Doesn’t look much like it, does it? But let’s take a closer look at our combinator. Turns out that in that final return, instead of building that step function explicitly, we can simply call `make_step` and get the same results:

```combinator = function(stepper)
local make_step = function(next_step)
return function(arg)
return stepper(next_step(next_step))(arg)
end
end
return make_step(make_step)
end
```

(In compiler terms, it is as if the first iteration had been “unrolled” before.)

Remember when I said the local variables were just macro substitutions? If we expand the two instances of `make_step`, we get this:

```combinator = function(stepper)
return (function(next_step)
return function(arg)
return stepper(next_step(next_step))(arg)
end
end)(function(next_step)
return function(arg)
return stepper(next_step(next_step))(arg)
end
end)
end
```

Now, the only difference is that `stepper` is being called inside `function(arg)...end`, while in the other one it’s being called outside. It works the same, because the purpose of `function(arg)...end` there is just to “hold” the expansion of arguments between each call of `stepper`. We need this because Lua does not use lazy evaluation. To make our function just like Z, we do this:

```combinator = function(stepper)
return (function(next_step)
return stepper(function(arg)
return (next_step(next_step))(arg)
end)
end)(function(next_step)
return stepper(function(arg)
return (next_step(next_step))(arg)
end)
end)
end
```

There we are! The exact same function, only with different variable names.

Finally, to test it:

```local factorial_step = function(f)
return function (n)
if n == 0 then
return 1
else
return n * f(n - 1)
end
end
end
local factorial = combinator(factorial_step)

print(factorial(5)) -- we get 120, yet no function in our code ever calls itself
```

As we can see, there’s nothing magical about the Y combinator: it produces recursion by using the only form of self-reference provided by the lambda calculus, which is self-application of variables. To get the loop started, since there’s no way to bind the outermost abstraction (function) to a term (variable) so it can apply to (call) itself, it is simply written down twice.
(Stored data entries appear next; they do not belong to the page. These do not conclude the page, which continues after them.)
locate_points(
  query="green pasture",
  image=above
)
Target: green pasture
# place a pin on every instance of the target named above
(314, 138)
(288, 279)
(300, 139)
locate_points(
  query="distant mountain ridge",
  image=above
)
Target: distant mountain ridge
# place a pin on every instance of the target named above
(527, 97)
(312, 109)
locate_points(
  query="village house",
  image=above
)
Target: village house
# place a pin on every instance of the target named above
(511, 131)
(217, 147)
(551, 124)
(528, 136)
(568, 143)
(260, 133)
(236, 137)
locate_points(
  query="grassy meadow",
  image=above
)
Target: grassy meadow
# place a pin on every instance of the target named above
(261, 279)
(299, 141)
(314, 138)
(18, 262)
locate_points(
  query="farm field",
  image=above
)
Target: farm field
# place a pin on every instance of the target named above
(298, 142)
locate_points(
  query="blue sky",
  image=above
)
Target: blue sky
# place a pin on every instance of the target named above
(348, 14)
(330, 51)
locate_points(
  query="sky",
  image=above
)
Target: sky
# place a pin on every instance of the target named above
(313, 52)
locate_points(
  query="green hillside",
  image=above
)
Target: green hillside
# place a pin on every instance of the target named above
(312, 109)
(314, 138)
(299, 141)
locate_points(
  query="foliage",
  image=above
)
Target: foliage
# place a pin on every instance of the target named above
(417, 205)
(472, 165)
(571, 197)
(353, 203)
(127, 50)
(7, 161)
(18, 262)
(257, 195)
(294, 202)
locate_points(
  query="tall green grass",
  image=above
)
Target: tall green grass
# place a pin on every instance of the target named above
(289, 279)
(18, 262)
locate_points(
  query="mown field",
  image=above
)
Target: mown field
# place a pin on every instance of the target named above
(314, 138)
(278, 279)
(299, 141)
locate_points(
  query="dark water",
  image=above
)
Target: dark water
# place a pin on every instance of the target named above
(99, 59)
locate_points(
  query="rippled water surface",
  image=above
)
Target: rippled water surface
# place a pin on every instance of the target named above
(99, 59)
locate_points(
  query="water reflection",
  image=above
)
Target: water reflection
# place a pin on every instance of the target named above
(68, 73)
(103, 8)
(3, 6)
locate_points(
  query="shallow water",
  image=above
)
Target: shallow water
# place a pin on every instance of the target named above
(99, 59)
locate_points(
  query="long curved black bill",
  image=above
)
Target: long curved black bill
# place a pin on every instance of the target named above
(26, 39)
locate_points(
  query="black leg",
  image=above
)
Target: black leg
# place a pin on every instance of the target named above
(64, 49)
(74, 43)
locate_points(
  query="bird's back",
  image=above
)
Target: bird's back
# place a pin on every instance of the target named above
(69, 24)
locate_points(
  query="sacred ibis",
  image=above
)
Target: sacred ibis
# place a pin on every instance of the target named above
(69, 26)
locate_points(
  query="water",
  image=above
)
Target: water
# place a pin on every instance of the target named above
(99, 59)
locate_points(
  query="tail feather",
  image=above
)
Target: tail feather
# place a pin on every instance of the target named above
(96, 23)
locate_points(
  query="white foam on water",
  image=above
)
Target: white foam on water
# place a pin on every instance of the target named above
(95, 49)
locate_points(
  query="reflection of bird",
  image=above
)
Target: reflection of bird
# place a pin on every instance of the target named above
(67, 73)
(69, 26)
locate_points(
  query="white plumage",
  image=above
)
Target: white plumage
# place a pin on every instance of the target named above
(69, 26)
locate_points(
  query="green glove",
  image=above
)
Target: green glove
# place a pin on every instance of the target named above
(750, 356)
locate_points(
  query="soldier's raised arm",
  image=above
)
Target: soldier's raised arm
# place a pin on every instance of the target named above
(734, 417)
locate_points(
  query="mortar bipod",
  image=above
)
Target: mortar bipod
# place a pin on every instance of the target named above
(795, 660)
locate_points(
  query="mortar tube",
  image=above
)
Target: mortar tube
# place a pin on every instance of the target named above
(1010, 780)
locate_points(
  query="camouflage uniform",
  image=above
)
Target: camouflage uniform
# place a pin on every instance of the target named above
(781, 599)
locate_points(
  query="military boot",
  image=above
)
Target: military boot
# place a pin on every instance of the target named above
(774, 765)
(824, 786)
I tried to explain this this as clearly I could (given the assumptions I made about prior knowledge about programming languages and basic lambda calculus). This was actually the flow of thought I followed when understanding the combinator. It clearly follows a “programmer” mindset, which may not be the best method for everyone, but I hope it may be useful for others as it was for me. Corrections, comments and suggestions are welcome.